I recently had the opportunity to watch a live performance of Dickens’ A Christmas Carol, at Ford’s Theatre in DC, which still features live performances (though, one must presume, not of Julius Caesar). The early part of the play features dialogues of Scrooge justifying his lack of charity and hard-heartedness towards his fellow man. He argues, from an essentially Social Darwinist point of view, that the prisons and workhouses are sufficient for the poor, and that anything more encourages them to breed and contributes to the excess population. Scrooge is an honest miser.
Scrooge can be contrasted with another Dickens character, Mrs. Jellyby from Bleak House (the BBC’s 2005 Andrew Davies adaptation featuring Gillian Anderson may be the best period drama ever filmed). Unlike Scrooge, Mrs.
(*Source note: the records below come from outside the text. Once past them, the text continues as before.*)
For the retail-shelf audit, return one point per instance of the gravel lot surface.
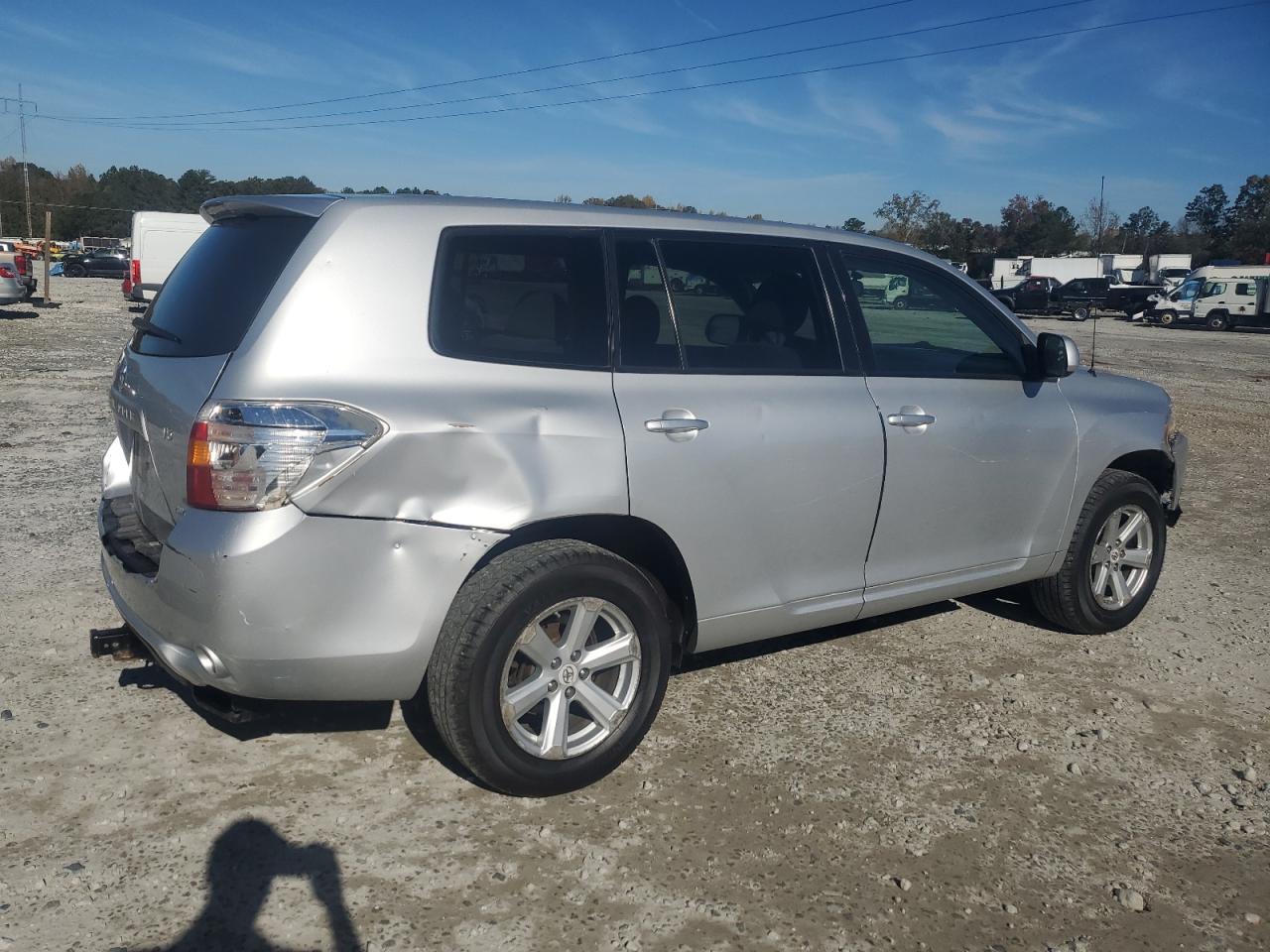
(959, 777)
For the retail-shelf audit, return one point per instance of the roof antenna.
(1093, 345)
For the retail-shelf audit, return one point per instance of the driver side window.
(921, 324)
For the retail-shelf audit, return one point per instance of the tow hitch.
(121, 644)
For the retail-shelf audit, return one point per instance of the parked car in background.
(1083, 296)
(1030, 296)
(21, 267)
(1229, 303)
(544, 476)
(159, 240)
(103, 263)
(12, 290)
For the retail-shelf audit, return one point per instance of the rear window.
(213, 294)
(521, 298)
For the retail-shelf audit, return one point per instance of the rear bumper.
(286, 606)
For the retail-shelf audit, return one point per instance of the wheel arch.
(1152, 465)
(638, 540)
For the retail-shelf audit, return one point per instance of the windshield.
(1188, 290)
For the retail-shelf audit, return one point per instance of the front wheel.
(550, 666)
(1114, 558)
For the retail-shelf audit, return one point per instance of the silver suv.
(520, 479)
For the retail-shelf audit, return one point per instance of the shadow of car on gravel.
(246, 719)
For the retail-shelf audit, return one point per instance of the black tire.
(494, 606)
(1067, 598)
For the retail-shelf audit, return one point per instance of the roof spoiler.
(266, 207)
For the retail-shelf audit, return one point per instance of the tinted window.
(645, 331)
(748, 307)
(213, 294)
(925, 325)
(521, 298)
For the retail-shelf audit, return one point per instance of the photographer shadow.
(241, 867)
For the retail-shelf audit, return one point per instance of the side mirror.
(1057, 354)
(722, 329)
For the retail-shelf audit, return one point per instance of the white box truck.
(1178, 306)
(159, 240)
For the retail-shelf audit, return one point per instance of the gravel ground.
(959, 777)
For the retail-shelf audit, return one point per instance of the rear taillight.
(246, 456)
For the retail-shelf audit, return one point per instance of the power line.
(583, 84)
(717, 84)
(584, 61)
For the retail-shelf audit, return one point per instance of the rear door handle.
(677, 424)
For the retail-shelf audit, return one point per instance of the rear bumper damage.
(1179, 448)
(285, 606)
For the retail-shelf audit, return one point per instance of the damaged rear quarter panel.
(468, 443)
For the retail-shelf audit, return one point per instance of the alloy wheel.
(571, 678)
(1120, 560)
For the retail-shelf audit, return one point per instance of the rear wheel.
(1114, 558)
(550, 666)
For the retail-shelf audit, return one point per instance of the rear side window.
(521, 298)
(213, 294)
(744, 307)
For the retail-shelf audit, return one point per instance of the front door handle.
(910, 419)
(913, 419)
(677, 424)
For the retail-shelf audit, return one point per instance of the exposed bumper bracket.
(121, 644)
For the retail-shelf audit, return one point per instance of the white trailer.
(1064, 268)
(159, 240)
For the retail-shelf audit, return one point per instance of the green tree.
(1248, 221)
(1037, 227)
(1144, 231)
(906, 216)
(194, 186)
(1206, 213)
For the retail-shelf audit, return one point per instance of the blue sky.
(1161, 109)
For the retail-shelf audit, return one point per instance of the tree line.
(1211, 227)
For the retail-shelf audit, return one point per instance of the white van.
(159, 240)
(1179, 304)
(1225, 303)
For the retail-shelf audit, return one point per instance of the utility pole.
(22, 125)
(1102, 218)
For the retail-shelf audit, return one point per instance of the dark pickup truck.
(1079, 298)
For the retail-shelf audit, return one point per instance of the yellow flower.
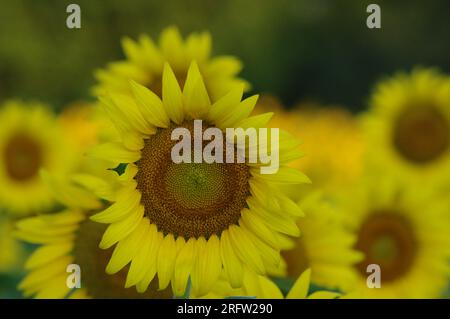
(331, 141)
(402, 228)
(261, 287)
(145, 62)
(325, 246)
(191, 220)
(67, 238)
(30, 140)
(408, 125)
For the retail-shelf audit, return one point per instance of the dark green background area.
(313, 50)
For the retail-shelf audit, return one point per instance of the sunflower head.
(325, 245)
(30, 140)
(408, 124)
(332, 142)
(145, 61)
(404, 231)
(193, 219)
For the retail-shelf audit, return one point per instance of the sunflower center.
(422, 134)
(387, 239)
(93, 261)
(23, 157)
(189, 199)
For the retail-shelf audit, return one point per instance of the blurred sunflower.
(408, 124)
(332, 141)
(11, 252)
(65, 238)
(190, 220)
(402, 229)
(30, 140)
(325, 246)
(262, 287)
(145, 62)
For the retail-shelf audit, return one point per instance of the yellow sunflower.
(325, 246)
(331, 141)
(191, 220)
(401, 228)
(145, 61)
(30, 140)
(408, 124)
(262, 287)
(11, 252)
(69, 238)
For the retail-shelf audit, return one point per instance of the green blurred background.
(299, 50)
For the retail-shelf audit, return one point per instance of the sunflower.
(69, 238)
(11, 252)
(325, 246)
(30, 140)
(145, 62)
(262, 287)
(402, 229)
(191, 219)
(408, 124)
(332, 141)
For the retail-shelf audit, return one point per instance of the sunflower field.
(340, 190)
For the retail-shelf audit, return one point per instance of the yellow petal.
(127, 107)
(196, 99)
(55, 288)
(198, 46)
(239, 113)
(119, 230)
(150, 105)
(126, 249)
(274, 220)
(224, 66)
(254, 223)
(151, 261)
(127, 202)
(172, 96)
(231, 263)
(172, 47)
(166, 261)
(115, 152)
(138, 265)
(324, 295)
(256, 121)
(45, 254)
(225, 105)
(43, 274)
(285, 175)
(301, 286)
(207, 267)
(183, 267)
(245, 250)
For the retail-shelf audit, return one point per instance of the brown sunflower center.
(422, 134)
(387, 239)
(93, 261)
(22, 157)
(189, 199)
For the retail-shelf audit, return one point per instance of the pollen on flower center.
(22, 157)
(93, 261)
(387, 239)
(189, 199)
(421, 134)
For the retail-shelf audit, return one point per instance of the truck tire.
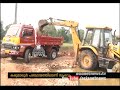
(13, 57)
(52, 55)
(27, 56)
(88, 60)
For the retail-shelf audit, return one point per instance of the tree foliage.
(3, 31)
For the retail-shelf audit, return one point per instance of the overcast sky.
(106, 14)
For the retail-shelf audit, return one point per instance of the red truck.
(24, 41)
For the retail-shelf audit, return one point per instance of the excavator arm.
(66, 23)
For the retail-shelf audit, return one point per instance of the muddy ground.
(63, 63)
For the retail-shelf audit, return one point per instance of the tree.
(2, 30)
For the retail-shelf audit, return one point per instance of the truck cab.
(21, 40)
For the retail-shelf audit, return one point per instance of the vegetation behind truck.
(24, 41)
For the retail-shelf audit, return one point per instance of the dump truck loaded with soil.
(24, 41)
(97, 51)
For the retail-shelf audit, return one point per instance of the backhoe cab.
(98, 50)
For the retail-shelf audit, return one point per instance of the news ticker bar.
(61, 74)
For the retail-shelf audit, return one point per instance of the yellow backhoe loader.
(97, 50)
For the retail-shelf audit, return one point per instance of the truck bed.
(49, 40)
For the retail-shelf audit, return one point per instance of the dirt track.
(61, 64)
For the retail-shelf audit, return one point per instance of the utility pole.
(15, 13)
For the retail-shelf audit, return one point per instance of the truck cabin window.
(27, 33)
(13, 31)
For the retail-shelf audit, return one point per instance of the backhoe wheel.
(88, 60)
(116, 68)
(13, 57)
(27, 56)
(52, 55)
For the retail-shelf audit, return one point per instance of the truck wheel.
(52, 55)
(116, 68)
(27, 56)
(88, 60)
(13, 57)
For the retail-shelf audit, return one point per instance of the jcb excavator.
(95, 50)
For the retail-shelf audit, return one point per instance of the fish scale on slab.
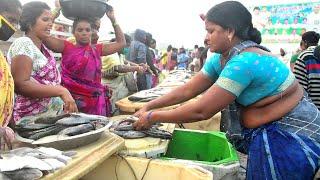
(79, 129)
(76, 120)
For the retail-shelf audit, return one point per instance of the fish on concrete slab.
(24, 174)
(79, 129)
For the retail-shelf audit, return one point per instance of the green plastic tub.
(205, 147)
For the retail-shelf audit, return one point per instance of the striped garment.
(307, 71)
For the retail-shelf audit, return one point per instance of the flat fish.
(130, 134)
(76, 120)
(79, 129)
(51, 119)
(50, 131)
(30, 127)
(158, 133)
(24, 174)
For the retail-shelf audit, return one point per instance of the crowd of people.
(277, 109)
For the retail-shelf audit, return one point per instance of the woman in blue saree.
(280, 125)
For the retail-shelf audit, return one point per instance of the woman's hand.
(69, 103)
(57, 4)
(110, 14)
(143, 110)
(144, 122)
(140, 69)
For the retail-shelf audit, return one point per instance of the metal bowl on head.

Jellyby is eager to demonstrate her charitable fervor as she supports and promotes charitable work in Africa while ignoring her own family and the poor of London. If you’ve been around churches much, you know the type.
Both Scrooge and Jellyby rationalize away natural charity, one callous and the other hypocritical. While I can dismiss Mrs. Jellyby as ridiculous, I must answer Scrooge’s seemingly honest protest. The errors he makes in twisting certain truths help reveal challenges with doing charity well.
Charity & Moral Hazard
The danger of misinformed charity, which Scrooge dismisses as all charity, is that of moral hazard. We get more of what we subsidize. It is undeniable that many are incredibly naive to the second-order effects of misplaced charity. The drive to help others begins, in our hearts, as a sort of pain, an empathy at seeing a fellow human being in apparent distress. While Scrooge and Mrs. Jellyby utilize rationalizations to suppress their natural empathy, others make the opposite error and let empathy be their sole guide to giving. Particularly in the evangelical world, it is seen as spiritually deficient to allow the rational mind any veto over the heart’s impulses, commonly misinterpreted in an impoverished theology as the very voice of God.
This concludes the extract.